Hello,
I am using a Mistral 7B Instruct v3 model to classify text documents. The output of the model takes the form of multi-token class labels. Currently, I am deploying the model using AWS LMI containers powered by DJL and using the djl_python.lmi_vllm.vllm_async_service entrypoint, which runs blazing fast and returns top-K log probabilities (if requested).
I am interested in extracting the log probabilities for the class labels, as the top K (where K is set to the number of classes) may be associated with tokens different that the ones associated with class labels.
What would be the best approach to do this?
I am thinking about the following solutions, but require some expertize as evidenced by the associated questions:
- Set task = classification. This should produce an array of scores for each class.
Will this approach invoke a different entry point than djl_python.lmi_vllm.vllm_async_service? Are class probabilities accounting for the multi-token structure of the label? (i.e. is there some sort of aggregation performed across the tokens of the class?)

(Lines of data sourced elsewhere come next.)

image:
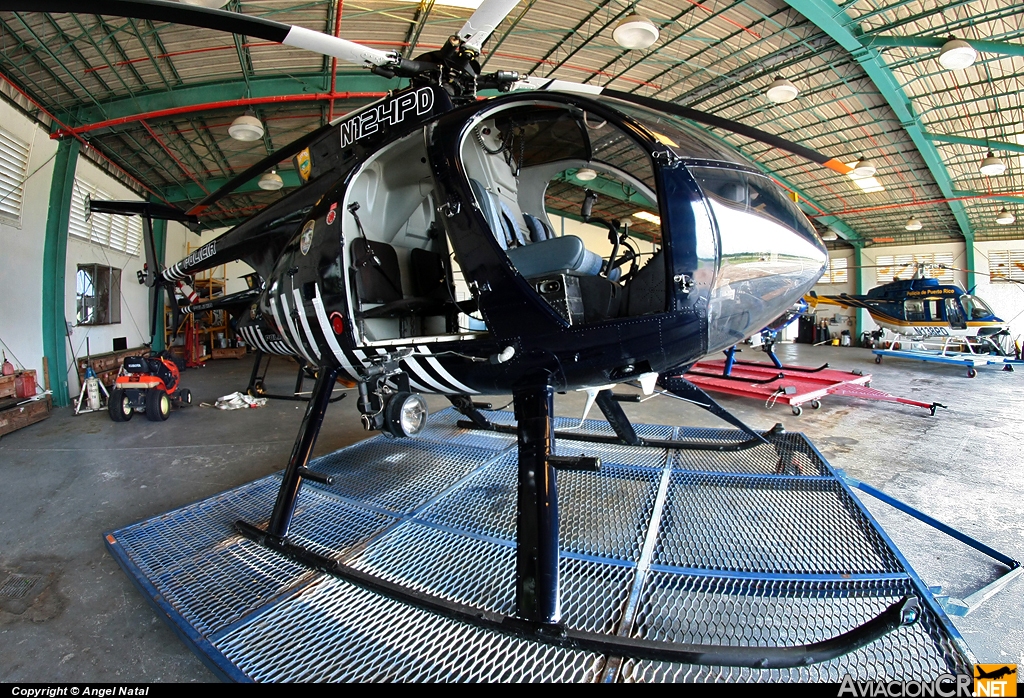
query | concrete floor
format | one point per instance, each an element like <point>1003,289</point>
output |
<point>69,479</point>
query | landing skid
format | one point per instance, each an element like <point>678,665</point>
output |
<point>538,591</point>
<point>427,523</point>
<point>256,387</point>
<point>625,433</point>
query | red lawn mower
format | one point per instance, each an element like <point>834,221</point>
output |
<point>150,385</point>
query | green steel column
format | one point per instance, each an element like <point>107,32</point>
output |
<point>858,289</point>
<point>160,245</point>
<point>54,263</point>
<point>969,262</point>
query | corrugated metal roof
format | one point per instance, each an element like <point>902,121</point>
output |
<point>715,55</point>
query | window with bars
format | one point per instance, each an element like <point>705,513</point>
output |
<point>836,271</point>
<point>97,295</point>
<point>123,233</point>
<point>1006,265</point>
<point>13,170</point>
<point>939,265</point>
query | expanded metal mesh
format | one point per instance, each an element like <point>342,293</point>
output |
<point>437,516</point>
<point>784,454</point>
<point>339,633</point>
<point>398,475</point>
<point>766,613</point>
<point>769,525</point>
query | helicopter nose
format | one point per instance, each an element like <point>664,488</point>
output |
<point>768,263</point>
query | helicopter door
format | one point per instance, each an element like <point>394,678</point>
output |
<point>954,315</point>
<point>397,264</point>
<point>521,161</point>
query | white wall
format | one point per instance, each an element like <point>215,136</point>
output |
<point>134,324</point>
<point>22,249</point>
<point>1006,299</point>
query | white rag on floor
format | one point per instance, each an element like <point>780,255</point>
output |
<point>237,401</point>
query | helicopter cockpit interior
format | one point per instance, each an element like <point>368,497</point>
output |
<point>529,169</point>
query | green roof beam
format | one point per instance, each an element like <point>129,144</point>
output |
<point>837,24</point>
<point>980,142</point>
<point>192,192</point>
<point>1000,47</point>
<point>226,91</point>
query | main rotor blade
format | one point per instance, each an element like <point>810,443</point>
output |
<point>483,20</point>
<point>692,115</point>
<point>735,127</point>
<point>262,166</point>
<point>221,20</point>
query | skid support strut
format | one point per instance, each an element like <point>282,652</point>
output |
<point>537,520</point>
<point>290,484</point>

- Create a mapping that links multi-token class labels to single-token labels. Retrain the model with these single-token classes and request top K probabilities from the inference server while setting vLLM
allowed_token_ids
to the set of single token class labels. Then write acustom_output_formatter
function that maps single label tokens to their original multi-token equivalent.
In this case, the probability for the predicted single-token label would not require aggregation across other tokens (as in the multi-token label case). As allowed_token_ids forces the model output to use only the specified list of tokens, when requesting top K (with K being the number of classes), we should get the desired output. Is there a better approach or something missing?
Thank you for looking into this!